Par courrier du 23 juin 2015, le directeur de l'EEPB a confié à X. un mandat de remplacement, à titre provisoire, en qualité de maître d'atelier à partir du 1er août 2015. Il lui a notamment été rappelé l'importance de l'encadrement des personnes détenues dans l'atelier en question. Le 1er juillet 2015, un détenu sous sa responsabilité a été giflé par un autre détenu lors de la sortie des ateliers. Suite au visionnage de l'enregistrement vidéo de cet événement, la direction de l'EEPB a reproché à X. d'y avoir assisté sans s'être interposé, respectivement intervenu afin d'éviter dite agression et une éventuelle riposte entre les détenus en question, connus pour leur animosité mutuelle, de ne pas avoir donné l'alarme pour appeler du renfort, ainsi que d'avoir laissé un de ses collègues gérer l'altercation avec l'aide d'un autre détenu. X. a été entendu par la cheffe du SPNE le 13 juillet 2015 et informé qu'en raison d'une nouvelle violation des devoirs de la fonction et des règles de déontologie, l'autorité de nomination serait saisie pour examiner sa suspension et la cessation des rapports de travail. Il s'est en outre vu révoquer son affectation en qualité de maître d'atelier. Par le biais d'un courrier du service des ressources humaines daté du 16 juillet 2015, le Conseil d'Etat a informé X. qu'il envisageait de mettre un terme aux rapports de service et qu'il lui accordait un délai pour faire part de ses remarques écrites. Il l'a également libéré de son obligation de travailler durant cinq jours et rendu attentif à son droit de consulter le dossier et de se faire assister d'un mandataire. Une décision de suspension provisoire a été rendue par le Conseil d'Etat le 23 juillet 2015, laquelle maintenait le droit au traitement. Dans ses observations, X. a notamment contesté la validité des entretiens intervenus avec la direction de l'EEPB et la cheffe du SPNE au cours desquels il n'a pas été en mesure d'exercer ses moyens de défense, requérant de ce fait l'exclusion des procès-verbaux y relatifs du dossier, ainsi que des mesures d'instruction complémentaires.

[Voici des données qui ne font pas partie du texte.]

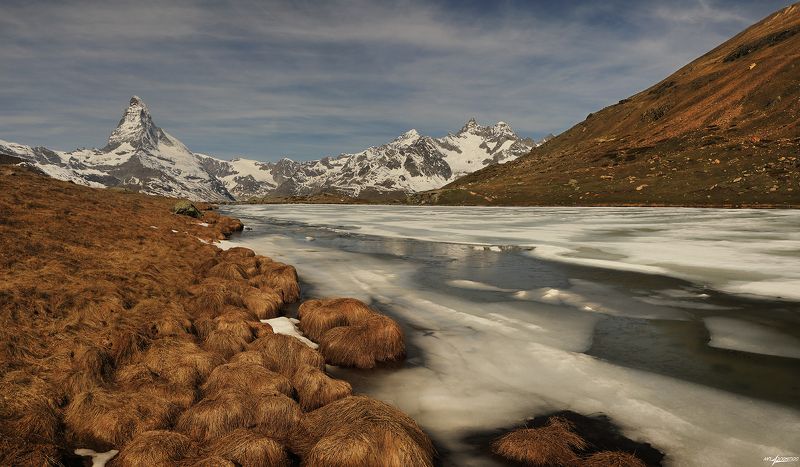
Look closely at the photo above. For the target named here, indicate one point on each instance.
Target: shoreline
(124, 327)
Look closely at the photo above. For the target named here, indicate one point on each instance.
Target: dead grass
(282, 278)
(157, 447)
(287, 353)
(552, 444)
(101, 420)
(214, 417)
(612, 459)
(319, 316)
(247, 447)
(276, 416)
(179, 361)
(315, 388)
(116, 322)
(358, 430)
(377, 339)
(248, 378)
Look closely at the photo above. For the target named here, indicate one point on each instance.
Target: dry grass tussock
(612, 459)
(552, 444)
(358, 430)
(315, 388)
(352, 334)
(121, 327)
(157, 447)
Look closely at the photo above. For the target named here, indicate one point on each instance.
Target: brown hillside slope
(122, 327)
(722, 130)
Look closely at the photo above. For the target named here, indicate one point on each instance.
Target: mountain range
(723, 130)
(143, 157)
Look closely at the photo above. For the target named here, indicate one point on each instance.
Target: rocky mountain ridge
(143, 157)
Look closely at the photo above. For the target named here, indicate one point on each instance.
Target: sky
(306, 79)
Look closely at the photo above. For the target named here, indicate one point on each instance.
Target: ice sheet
(740, 251)
(482, 365)
(735, 334)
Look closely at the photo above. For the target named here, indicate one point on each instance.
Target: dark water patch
(598, 430)
(679, 349)
(675, 348)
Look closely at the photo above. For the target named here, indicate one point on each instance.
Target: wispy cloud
(308, 78)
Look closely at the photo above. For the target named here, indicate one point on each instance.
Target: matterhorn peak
(136, 127)
(471, 126)
(502, 129)
(407, 138)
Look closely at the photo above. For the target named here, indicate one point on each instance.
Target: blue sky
(305, 79)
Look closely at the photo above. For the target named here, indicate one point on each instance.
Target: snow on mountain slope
(245, 178)
(143, 157)
(139, 156)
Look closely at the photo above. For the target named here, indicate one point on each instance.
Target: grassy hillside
(723, 130)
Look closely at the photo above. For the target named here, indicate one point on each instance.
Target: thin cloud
(308, 79)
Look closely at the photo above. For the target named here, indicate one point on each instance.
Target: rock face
(723, 130)
(140, 156)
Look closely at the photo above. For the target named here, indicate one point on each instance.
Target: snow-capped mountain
(143, 157)
(139, 155)
(408, 164)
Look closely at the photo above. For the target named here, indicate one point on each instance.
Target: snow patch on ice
(468, 284)
(744, 336)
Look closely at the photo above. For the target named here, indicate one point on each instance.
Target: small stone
(186, 208)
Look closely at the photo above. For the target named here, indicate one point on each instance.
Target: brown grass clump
(157, 447)
(90, 367)
(246, 378)
(319, 316)
(246, 447)
(552, 444)
(225, 343)
(102, 337)
(237, 252)
(27, 409)
(258, 358)
(612, 459)
(180, 362)
(358, 430)
(228, 270)
(279, 277)
(211, 461)
(377, 339)
(288, 353)
(315, 388)
(350, 307)
(137, 377)
(102, 420)
(213, 417)
(15, 451)
(265, 303)
(172, 319)
(237, 321)
(212, 294)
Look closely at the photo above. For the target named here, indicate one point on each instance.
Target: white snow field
(478, 365)
(740, 251)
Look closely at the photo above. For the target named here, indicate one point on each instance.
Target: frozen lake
(683, 325)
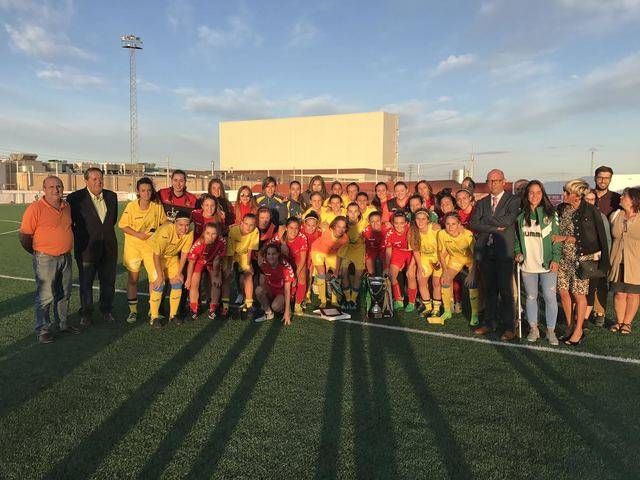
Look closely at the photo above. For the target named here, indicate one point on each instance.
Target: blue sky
(530, 86)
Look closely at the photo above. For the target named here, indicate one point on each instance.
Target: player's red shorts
(273, 292)
(372, 254)
(401, 259)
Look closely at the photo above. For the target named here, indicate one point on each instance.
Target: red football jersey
(277, 276)
(204, 254)
(396, 240)
(172, 204)
(373, 240)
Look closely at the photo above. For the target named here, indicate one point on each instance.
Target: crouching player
(294, 248)
(165, 259)
(399, 258)
(325, 256)
(353, 255)
(424, 242)
(206, 255)
(373, 236)
(455, 251)
(275, 286)
(244, 239)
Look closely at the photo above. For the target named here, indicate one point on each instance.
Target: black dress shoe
(72, 330)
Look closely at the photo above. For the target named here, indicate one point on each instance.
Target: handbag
(588, 270)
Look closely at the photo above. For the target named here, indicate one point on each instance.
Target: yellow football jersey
(166, 242)
(239, 244)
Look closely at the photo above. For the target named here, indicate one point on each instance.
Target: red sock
(397, 294)
(301, 292)
(412, 293)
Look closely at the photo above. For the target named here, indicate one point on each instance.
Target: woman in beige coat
(625, 260)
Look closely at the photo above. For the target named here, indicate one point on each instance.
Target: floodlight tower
(133, 43)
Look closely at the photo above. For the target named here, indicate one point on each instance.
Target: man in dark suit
(94, 213)
(493, 223)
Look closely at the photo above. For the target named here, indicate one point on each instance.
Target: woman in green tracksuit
(539, 257)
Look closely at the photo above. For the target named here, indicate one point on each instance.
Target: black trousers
(105, 270)
(497, 288)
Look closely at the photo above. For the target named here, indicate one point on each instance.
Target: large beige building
(367, 141)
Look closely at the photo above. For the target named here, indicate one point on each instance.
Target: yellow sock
(322, 289)
(133, 305)
(354, 294)
(474, 300)
(174, 301)
(154, 304)
(447, 298)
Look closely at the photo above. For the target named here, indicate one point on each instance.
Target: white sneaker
(264, 318)
(534, 334)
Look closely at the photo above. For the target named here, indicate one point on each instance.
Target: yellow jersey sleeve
(125, 218)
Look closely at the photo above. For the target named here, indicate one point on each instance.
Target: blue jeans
(53, 285)
(547, 282)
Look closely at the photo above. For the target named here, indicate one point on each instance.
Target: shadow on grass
(327, 462)
(83, 460)
(183, 425)
(26, 372)
(450, 451)
(17, 304)
(207, 462)
(616, 421)
(375, 444)
(600, 444)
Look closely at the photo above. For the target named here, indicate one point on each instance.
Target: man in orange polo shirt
(45, 232)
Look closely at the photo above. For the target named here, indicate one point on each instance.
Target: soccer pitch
(234, 399)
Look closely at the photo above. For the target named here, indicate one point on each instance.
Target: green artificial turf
(232, 399)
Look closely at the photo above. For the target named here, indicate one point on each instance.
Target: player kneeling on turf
(455, 250)
(165, 259)
(399, 258)
(274, 289)
(206, 255)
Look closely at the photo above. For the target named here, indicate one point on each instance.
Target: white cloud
(70, 79)
(179, 15)
(147, 86)
(302, 34)
(610, 88)
(237, 33)
(251, 103)
(35, 41)
(518, 71)
(454, 62)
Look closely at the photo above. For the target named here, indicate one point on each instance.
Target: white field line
(450, 336)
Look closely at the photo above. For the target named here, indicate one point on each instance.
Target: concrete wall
(360, 140)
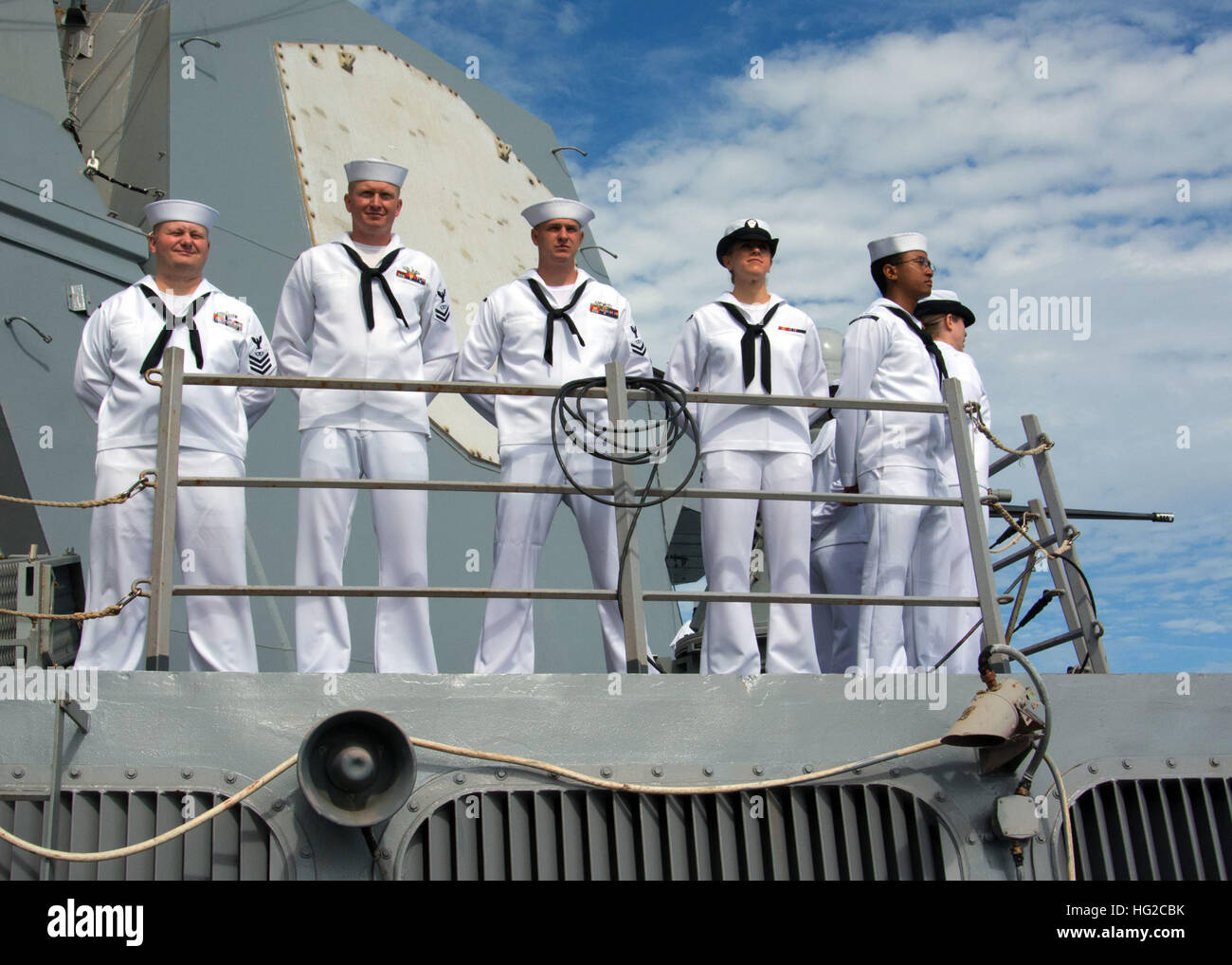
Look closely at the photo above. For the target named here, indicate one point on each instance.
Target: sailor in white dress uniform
(121, 341)
(947, 319)
(751, 340)
(551, 325)
(886, 355)
(365, 306)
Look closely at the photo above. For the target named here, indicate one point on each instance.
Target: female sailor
(752, 341)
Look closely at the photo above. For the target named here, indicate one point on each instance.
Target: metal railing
(172, 378)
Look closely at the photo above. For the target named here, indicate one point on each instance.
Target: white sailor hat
(372, 169)
(896, 245)
(751, 229)
(558, 208)
(171, 209)
(943, 302)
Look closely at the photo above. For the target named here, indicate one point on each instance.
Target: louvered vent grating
(8, 600)
(1146, 829)
(237, 846)
(851, 832)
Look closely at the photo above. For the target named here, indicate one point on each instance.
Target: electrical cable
(1064, 812)
(612, 444)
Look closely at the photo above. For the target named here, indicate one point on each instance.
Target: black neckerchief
(750, 340)
(941, 373)
(154, 357)
(368, 275)
(557, 313)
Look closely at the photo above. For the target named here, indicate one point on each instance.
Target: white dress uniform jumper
(121, 340)
(841, 538)
(760, 349)
(360, 311)
(887, 356)
(546, 336)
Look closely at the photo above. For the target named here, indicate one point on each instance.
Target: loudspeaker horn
(356, 768)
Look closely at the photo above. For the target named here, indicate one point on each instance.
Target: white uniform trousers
(403, 641)
(907, 555)
(522, 524)
(730, 643)
(962, 583)
(837, 569)
(209, 538)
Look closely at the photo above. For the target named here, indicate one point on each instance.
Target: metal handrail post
(972, 510)
(1077, 588)
(167, 464)
(629, 590)
(1060, 581)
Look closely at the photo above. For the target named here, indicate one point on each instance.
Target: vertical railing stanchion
(1060, 526)
(158, 625)
(623, 484)
(973, 514)
(1060, 581)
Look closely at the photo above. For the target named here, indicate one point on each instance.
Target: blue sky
(1048, 149)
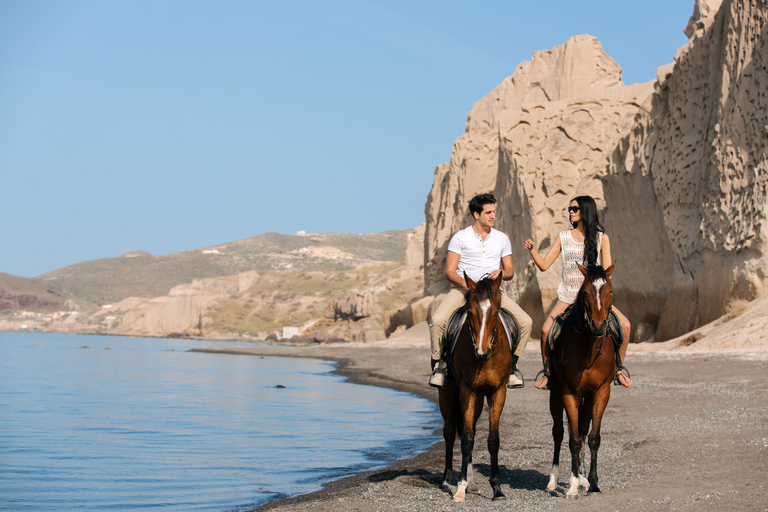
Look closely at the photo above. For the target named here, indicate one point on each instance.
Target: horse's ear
(470, 283)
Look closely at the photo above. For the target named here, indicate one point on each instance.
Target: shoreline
(690, 435)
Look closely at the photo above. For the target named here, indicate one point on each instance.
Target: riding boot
(439, 371)
(516, 380)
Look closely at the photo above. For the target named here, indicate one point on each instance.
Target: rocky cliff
(677, 166)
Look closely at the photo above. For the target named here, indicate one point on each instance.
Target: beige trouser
(454, 300)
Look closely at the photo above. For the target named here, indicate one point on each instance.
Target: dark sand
(691, 435)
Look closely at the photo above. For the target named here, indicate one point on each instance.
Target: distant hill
(19, 293)
(140, 274)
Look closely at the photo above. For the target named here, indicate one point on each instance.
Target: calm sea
(146, 425)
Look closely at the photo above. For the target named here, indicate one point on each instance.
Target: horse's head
(483, 306)
(595, 297)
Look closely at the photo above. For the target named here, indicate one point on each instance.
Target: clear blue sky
(171, 125)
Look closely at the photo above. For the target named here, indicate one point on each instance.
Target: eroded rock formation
(677, 166)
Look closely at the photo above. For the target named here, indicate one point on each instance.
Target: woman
(585, 244)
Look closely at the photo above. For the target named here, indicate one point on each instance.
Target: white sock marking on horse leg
(554, 474)
(598, 284)
(461, 491)
(573, 490)
(484, 307)
(471, 487)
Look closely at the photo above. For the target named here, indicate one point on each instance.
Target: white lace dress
(571, 278)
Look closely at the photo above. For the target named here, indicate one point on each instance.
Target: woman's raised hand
(529, 244)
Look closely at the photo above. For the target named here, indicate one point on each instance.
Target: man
(480, 251)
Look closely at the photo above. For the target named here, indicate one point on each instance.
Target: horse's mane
(483, 289)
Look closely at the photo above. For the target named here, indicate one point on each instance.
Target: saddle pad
(614, 327)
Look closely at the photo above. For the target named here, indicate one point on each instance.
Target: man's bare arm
(506, 268)
(451, 264)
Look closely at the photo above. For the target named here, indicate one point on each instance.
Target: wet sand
(691, 435)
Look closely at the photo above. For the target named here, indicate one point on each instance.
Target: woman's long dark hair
(592, 226)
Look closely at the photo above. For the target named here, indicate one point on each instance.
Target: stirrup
(438, 377)
(625, 372)
(544, 373)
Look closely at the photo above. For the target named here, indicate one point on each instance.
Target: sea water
(99, 423)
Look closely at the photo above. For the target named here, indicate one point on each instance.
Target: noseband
(596, 332)
(487, 355)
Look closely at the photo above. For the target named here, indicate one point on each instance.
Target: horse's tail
(458, 418)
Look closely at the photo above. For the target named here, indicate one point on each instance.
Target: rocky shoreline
(691, 435)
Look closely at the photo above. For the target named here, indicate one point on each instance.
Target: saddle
(456, 322)
(614, 328)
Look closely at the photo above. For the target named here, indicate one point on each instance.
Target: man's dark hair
(476, 203)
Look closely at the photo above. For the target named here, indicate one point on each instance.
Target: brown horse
(582, 369)
(482, 361)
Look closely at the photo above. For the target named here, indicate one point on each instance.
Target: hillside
(18, 293)
(140, 274)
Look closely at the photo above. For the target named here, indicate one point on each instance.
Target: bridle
(487, 355)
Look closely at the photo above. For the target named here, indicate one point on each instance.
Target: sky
(170, 125)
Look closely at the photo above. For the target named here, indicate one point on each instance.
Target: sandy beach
(691, 435)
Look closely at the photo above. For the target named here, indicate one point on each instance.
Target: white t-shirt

Par décision du 14 octobre 2015, le Conseil d'Etat a prononcé le renvoi de X. avec effet au 31 janvier 2016, maintenu la libération de son obligation de travailler et retiré l'effet suspensif à un éventuel recours. En substance, il a considéré que l'intéressé n'avait pas donné suite aux exigences posées lors de l'avertissement et du blâme prononcés à son encontre et qu'il avait en toute conscience violé les procédures internes et le code de déontologie, partie intégrante de son contrat de travail. Il a estimé que la confiance accordée à son employé était rompue.
B. X. saisit la Cour de droit public du Tribunal cantonal d'un recours contre cette décision en concluant, sous suite de frais et dépens, à son annulation. Il fait notamment valoir une violation de ses moyens de défense et de son droit d'être entendu dans l'administration des preuves et la motivation de la décision querellée. Il invoque une jurisprudence traitant de la protection de la personnalité des travailleurs âgés en matière de résiliation abusive dans la mesure où il n'a bénéficié d'aucune mesure de prévention ou d'accompagnement avant son licenciement. Il requiert enfin la restitution de l'effet suspensif de son recours.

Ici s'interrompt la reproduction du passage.